As Senators prepare for a final vote on the Cybersecurity Information Sharing Act (CISA) next week, digital rights advocates are lobbying harder than ever to defeat the public-private cyber threat data-sharing legislation they describe as a “surveillance bill masquerading as a cybersecurity bill.”
While most have focused on CISA’s potential to legalize Internet service providers’ limitless sharing of Americans’ private data with the government, one group is saying that potential could stretch across the Atlantic, and stress an already strained relationship with European allies to transfer data on European citizens to the U.S.
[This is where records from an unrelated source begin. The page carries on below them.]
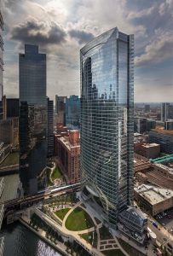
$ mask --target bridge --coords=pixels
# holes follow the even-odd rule
[[[51,188],[45,190],[39,191],[37,194],[33,195],[26,196],[24,198],[16,198],[9,200],[4,202],[4,218],[8,215],[12,215],[14,212],[21,212],[27,207],[37,205],[44,200],[60,195],[61,194],[66,192],[76,192],[80,189],[80,183],[74,183],[72,185],[66,185],[57,188]]]

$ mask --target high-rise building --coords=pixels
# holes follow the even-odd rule
[[[20,54],[20,177],[26,194],[37,191],[47,162],[46,55],[25,45]]]
[[[72,95],[66,102],[66,125],[68,129],[78,129],[80,126],[80,98]]]
[[[55,154],[68,183],[80,182],[79,131],[72,130],[69,136],[63,133],[55,137]]]
[[[0,1],[0,120],[3,119],[3,19],[2,14],[2,3]],[[1,127],[0,127],[1,129]],[[1,141],[0,141],[1,143]],[[2,186],[2,180],[0,182],[0,187]],[[1,197],[1,195],[0,195]],[[0,230],[1,224],[3,219],[4,205],[0,204]],[[0,236],[0,255],[3,255],[4,246],[4,237]]]
[[[149,113],[150,112],[150,105],[145,105],[145,112]]]
[[[170,103],[164,102],[161,105],[161,121],[166,122],[170,119]]]
[[[2,15],[2,6],[0,3],[0,119],[3,119],[3,19]]]
[[[160,151],[173,154],[173,131],[153,129],[149,132],[149,143],[160,144]]]
[[[56,123],[66,124],[66,96],[55,96]]]
[[[80,51],[81,171],[109,221],[133,204],[134,36],[111,29]]]
[[[54,102],[48,98],[48,157],[54,154]]]
[[[12,147],[19,143],[19,118],[0,120],[0,142]]]
[[[7,118],[19,117],[19,99],[7,98]]]
[[[173,120],[164,122],[164,129],[165,130],[173,130]]]

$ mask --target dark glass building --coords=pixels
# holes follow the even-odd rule
[[[3,19],[2,15],[2,4],[0,3],[0,119],[3,119]]]
[[[80,126],[80,98],[72,95],[66,101],[66,125],[68,129],[79,129]]]
[[[66,96],[55,96],[56,123],[66,125]]]
[[[83,183],[117,226],[133,204],[134,36],[111,29],[80,55]]]
[[[161,104],[161,121],[166,122],[170,119],[170,103],[164,102]]]
[[[37,191],[47,161],[46,55],[36,45],[20,54],[20,177],[26,194]]]
[[[7,101],[7,118],[19,117],[19,99],[9,98]]]
[[[54,154],[54,102],[48,98],[48,157]]]

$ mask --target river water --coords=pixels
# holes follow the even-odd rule
[[[20,223],[3,227],[3,256],[61,256],[54,248]]]
[[[17,195],[19,175],[5,177],[3,200],[10,200]],[[0,236],[4,236],[3,256],[61,256],[49,244],[20,223],[2,227]]]

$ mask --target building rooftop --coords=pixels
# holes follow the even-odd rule
[[[151,205],[155,205],[173,197],[173,191],[166,189],[160,189],[155,186],[142,184],[135,188],[136,192],[140,194]]]
[[[147,219],[141,210],[130,207],[127,210],[124,210],[120,212],[120,217],[124,218],[126,220],[140,227],[144,224],[144,222]]]
[[[162,165],[162,164],[157,164],[157,163],[155,163],[154,166],[159,166],[159,167],[160,167],[160,168],[162,168],[162,169],[164,169],[164,170],[166,170],[168,172],[173,174],[173,168],[171,168],[171,167],[166,166]]]
[[[80,148],[80,144],[75,146],[71,144],[71,143],[69,142],[69,137],[61,137],[59,138],[59,140],[67,148],[68,150],[71,150],[71,148]]]
[[[159,146],[159,144],[157,143],[144,143],[143,145],[141,145],[144,148],[153,148],[153,147],[158,147]]]
[[[166,136],[173,137],[173,130],[163,130],[163,129],[152,129],[150,132],[156,132]]]

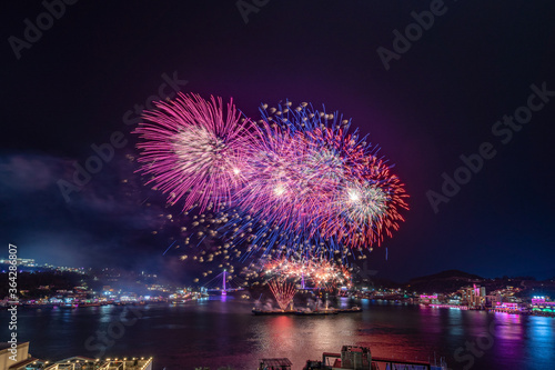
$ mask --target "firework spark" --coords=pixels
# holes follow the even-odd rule
[[[285,281],[272,280],[269,283],[270,290],[274,294],[278,304],[282,310],[285,310],[293,302],[296,289],[293,284]]]
[[[240,164],[253,139],[251,121],[242,119],[233,101],[224,112],[221,98],[180,93],[155,104],[134,131],[142,139],[140,171],[152,177],[148,183],[169,193],[171,204],[183,199],[183,209],[199,206],[202,212],[228,204],[243,182]]]

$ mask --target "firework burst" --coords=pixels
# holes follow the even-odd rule
[[[274,298],[278,301],[280,308],[285,311],[287,306],[293,302],[293,297],[296,292],[295,287],[283,280],[272,280],[268,283],[268,286],[274,294]]]
[[[140,171],[151,177],[148,183],[168,193],[170,204],[183,200],[183,209],[229,204],[243,182],[240,164],[253,140],[251,122],[232,101],[224,111],[221,98],[180,93],[155,104],[134,131],[142,139]]]

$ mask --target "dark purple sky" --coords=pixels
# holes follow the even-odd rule
[[[40,2],[2,6],[6,248],[16,243],[20,257],[59,264],[185,269],[162,256],[168,210],[129,160],[137,156],[133,107],[176,78],[175,89],[233,97],[250,117],[261,102],[310,101],[370,134],[411,194],[406,222],[371,254],[380,276],[555,276],[555,96],[529,98],[532,84],[555,91],[553,1],[239,3],[262,7],[245,23],[235,1],[78,1],[63,14],[54,8],[59,19],[43,16]],[[410,48],[393,44],[394,30],[404,34],[415,22],[411,12],[431,7],[433,24],[412,33]],[[42,34],[26,34],[38,17]],[[398,51],[387,70],[380,47]],[[528,123],[496,123],[528,98],[532,117],[518,110]],[[72,163],[84,166],[91,144],[117,131],[127,144],[65,201],[59,180],[72,182]],[[435,212],[428,191],[440,194],[442,174],[454,177],[460,157],[484,142],[495,156]],[[465,171],[457,172],[463,180]]]

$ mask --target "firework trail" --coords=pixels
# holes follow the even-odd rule
[[[350,121],[306,103],[264,104],[261,112],[262,142],[245,158],[250,180],[235,193],[241,212],[229,223],[234,236],[248,232],[256,248],[324,244],[335,251],[380,246],[398,229],[400,210],[407,209],[404,186],[377,147],[349,131]]]
[[[140,171],[168,193],[168,202],[183,199],[183,209],[218,209],[228,204],[233,189],[243,182],[241,163],[252,137],[252,123],[222,99],[210,101],[179,93],[170,102],[157,102],[134,131],[142,141]]]
[[[332,289],[339,284],[351,284],[349,269],[327,260],[281,258],[265,262],[262,269],[264,276],[269,278],[278,276],[283,279],[301,281],[302,284],[309,282],[317,289]]]
[[[274,294],[278,304],[283,311],[285,311],[287,306],[293,302],[293,297],[296,292],[295,287],[283,280],[272,280],[268,284],[270,287],[270,290]]]
[[[336,112],[264,104],[255,124],[232,102],[224,112],[220,98],[181,93],[157,108],[135,130],[139,171],[169,204],[182,203],[184,214],[198,207],[182,240],[198,248],[191,260],[221,269],[233,260],[287,258],[304,261],[314,284],[325,284],[341,274],[335,262],[365,258],[362,251],[404,221],[404,184],[379,148]],[[306,261],[330,266],[319,270]]]

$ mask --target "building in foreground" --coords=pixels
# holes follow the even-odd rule
[[[18,343],[16,357],[10,343],[0,343],[0,370],[152,370],[152,358],[91,359],[75,356],[48,361],[29,354],[29,342]]]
“The U.S Senate is poised to vote on the Cybersecurity Information Sharing Act (CISA), a privacy-invading surveillance bill masquerading as a cybersecurity bill,” Access, a digital rights group, wrote in a Medium post late Wednesday. “While there are many, many problems with this legislation, one of the most egregious is how it relates to the recent European court decision on “Safe Harbor” — and how it enables the collection of even more of our private data.”
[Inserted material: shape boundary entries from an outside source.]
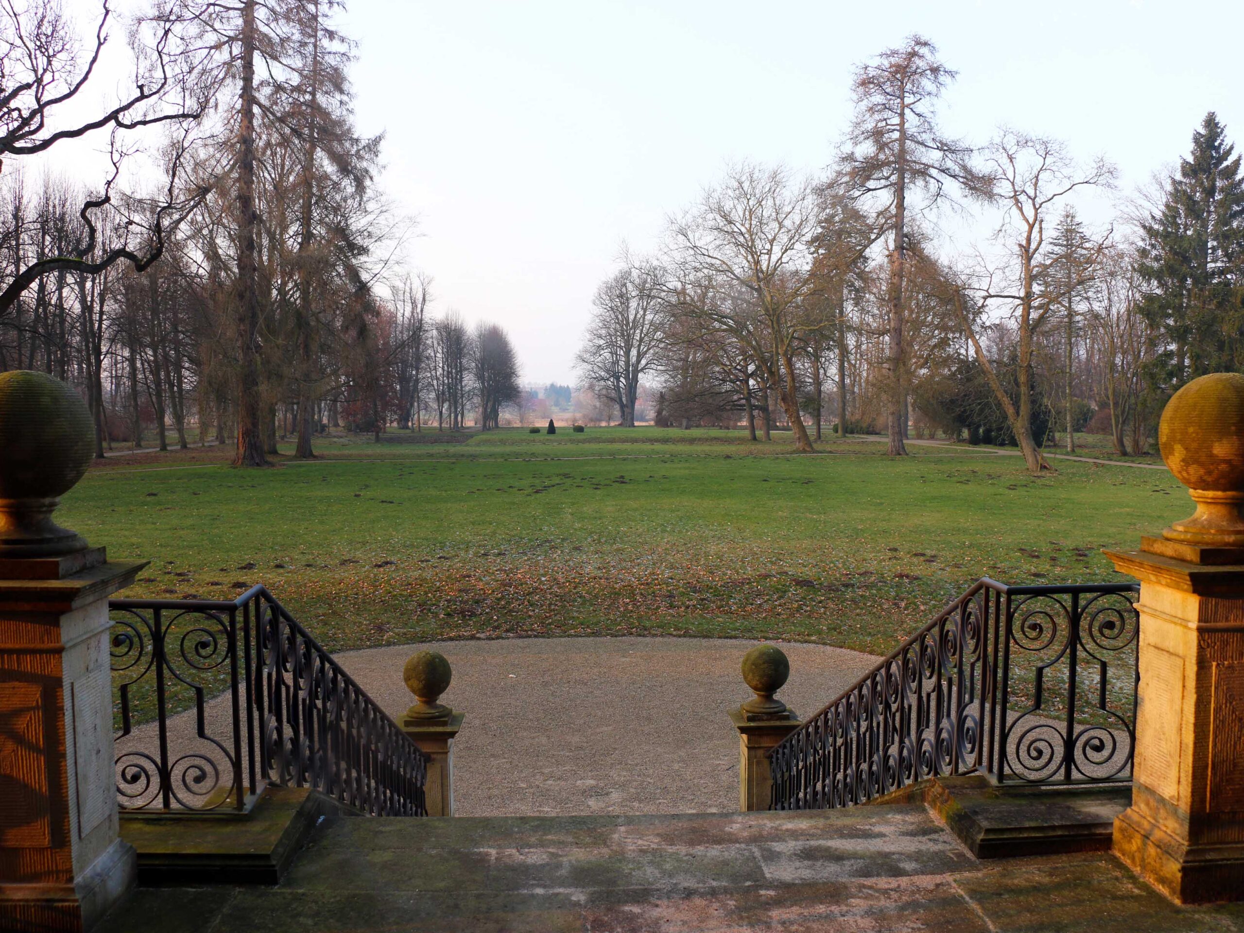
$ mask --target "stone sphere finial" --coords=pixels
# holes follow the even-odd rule
[[[754,699],[743,704],[743,712],[753,715],[781,715],[786,704],[774,698],[790,677],[790,661],[776,644],[758,644],[743,656],[743,682],[755,693]]]
[[[0,559],[86,550],[52,521],[60,498],[95,453],[95,422],[81,396],[41,372],[0,373]]]
[[[1210,373],[1171,397],[1158,424],[1162,459],[1197,513],[1162,532],[1184,544],[1244,547],[1244,376]]]
[[[419,700],[406,714],[411,719],[449,719],[453,710],[443,703],[437,703],[453,679],[453,669],[445,656],[435,651],[420,651],[412,654],[402,668],[406,688]]]

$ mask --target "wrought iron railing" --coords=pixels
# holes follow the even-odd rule
[[[123,811],[245,810],[276,784],[427,815],[427,756],[262,586],[109,611]]]
[[[851,806],[949,775],[1131,780],[1137,591],[980,580],[774,748],[770,809]]]

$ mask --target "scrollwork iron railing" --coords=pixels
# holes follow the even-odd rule
[[[980,580],[774,748],[770,809],[851,806],[949,775],[1131,780],[1137,590]]]
[[[123,811],[244,810],[277,784],[427,815],[427,756],[262,586],[109,612]]]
Two weeks ago the European Court of Justice struck down the so-called “Safe Harbor” agreement, which allowed some 5,000 U.S. and EU tech companies to self-certify they were transferring and processing the data of EU citizens in compliance with EU privacy standards.
According to former NSA contractor Edward Snowden — the whistleblower responsible for revealing U.S. surveillance programs that led to the court’s ruling — the agreement was used to facilitate surveillance practices legalized in Section 702 of the FISA Amendments Act. Section 702 lets NSA tap the physical infrastructure of the Internet, like undersea fiber cables, to collect and surveil the content of communications in transit between borders, as opposed to just metadata about those communications collected in the U.S.
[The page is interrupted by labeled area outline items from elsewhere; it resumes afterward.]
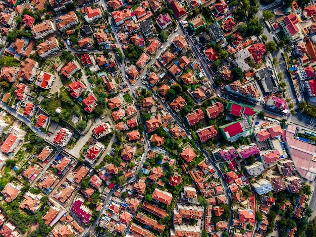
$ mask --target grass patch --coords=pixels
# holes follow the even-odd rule
[[[125,102],[126,103],[129,103],[130,102],[132,102],[133,101],[133,99],[132,99],[132,96],[129,93],[127,93],[123,96],[124,100],[125,100]]]

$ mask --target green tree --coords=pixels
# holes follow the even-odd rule
[[[264,11],[263,13],[264,19],[265,21],[272,18],[274,16],[274,14],[269,10]]]
[[[264,41],[266,41],[268,40],[268,37],[267,37],[267,35],[264,35],[262,36],[261,36],[261,38]]]
[[[228,57],[228,52],[225,50],[222,50],[219,54],[219,59],[221,61],[223,61]]]
[[[277,51],[277,44],[274,41],[270,41],[266,44],[266,50],[271,53]]]
[[[260,111],[258,113],[258,116],[260,118],[262,119],[266,116],[266,113],[263,111]]]
[[[150,117],[151,117],[151,114],[150,113],[143,113],[141,115],[142,118],[145,121],[149,120],[150,119]]]
[[[219,68],[221,65],[221,61],[220,60],[216,60],[213,63],[212,63],[212,67],[215,68]]]
[[[118,179],[118,184],[119,185],[123,185],[125,184],[126,184],[127,182],[127,180],[124,175],[120,176]]]
[[[257,220],[257,221],[258,222],[262,221],[263,219],[262,214],[259,211],[256,211],[255,212],[255,218]]]
[[[166,33],[165,31],[162,30],[160,32],[160,33],[159,33],[159,38],[163,42],[166,42],[168,38],[168,36],[167,35],[167,33]]]
[[[22,24],[22,18],[20,16],[16,16],[15,22],[17,24]]]
[[[167,93],[166,94],[166,96],[167,96],[167,98],[173,100],[174,99],[175,99],[177,97],[177,93],[173,89],[170,88],[167,92]]]
[[[232,74],[235,80],[241,80],[243,78],[244,74],[240,68],[234,68],[232,69]]]
[[[207,200],[204,199],[201,196],[199,196],[197,197],[197,202],[199,203],[200,205],[207,208],[208,207],[208,202]]]

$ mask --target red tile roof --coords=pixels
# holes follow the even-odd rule
[[[197,135],[200,138],[201,142],[205,142],[217,135],[217,131],[213,125],[208,128],[198,130]]]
Absent the agreement, companies face legal uncertainty in transferring data across the Atlantic until the two sides ink a new deal, which has been in the works for the last year and a half.
“Companies are now trying to figure out how to conduct business while protecting their users’ rights,” Access wrote. “CISA would make the problem even worse. It would increase the breadth of U.S. spying and further cement the corporate-intelligence relationship, thus making it much harder for the U.S. and E.U. to come to a new agreement on how to handle data.”
If adopted, CISA would let companies like Facebook, Twitter and others share limitless data on “cyber threat indicators” with the Department of Homeland Security, free of any legal repercussions. According to Access, Fight for the Future, the Electronic Frontier Foundation and other privacy activists, that data could include private information on Americans swept up incidentally in collection, like Social Security numbers, IP addresses, emails and account passwords.
Senate Majority Leader Mitch McConnell finally brought the long-stalled bill to the floor earlier this week, along with a manager’s amendment containing more than half of the amendments Republicans and Democrats agreed to consider before the bill was delayed ahead of Congress’ August recess.
Those amendments include a system for filtering out such private information at DHS, before it’s disseminated across other federal agencies, according to bill proponents who took to the floor to defend it yesterday.
“The latest version of the bill requires agencies give notice to U.S. persons when their information is improperly shared, but a last minute change removed the benefit for non-U.S. persons,” Access wrote. “To make matters worse, those agencies would have broad discretion over how to use information for non-cybersecurity purposes — all without a warrant.”
Another amendment proposed tacking onto the bill legislation passed by the House earlier this week to grant European Union citizens similar privacy rights enjoyed by Americans under the Privacy Act — another attempt at repairing relations with Europe over the Snowden disclosures, which have hurt U.S. companies’ credibility and market share across the Atlantic.
Connecticut Democratic Sen. Chris Murphy withdrew an amendment that would have included the Judicial Redress Act in a vote on CISA over concerns it wouldn’t receive due consideration amid the broader fight. Many including Wisconsin Republican Rep. Jim Sensenbrenner, who authored the bill in the House, cite the legislation as a necessary step in getting the EU to agree to a new “Safe Harbor 2.0” agreement.
While the Judicial Redress Act allows EU citizens to seek legal remedies with the government for mishandling private data, it does not allow them to take legal action against tech companies themselves.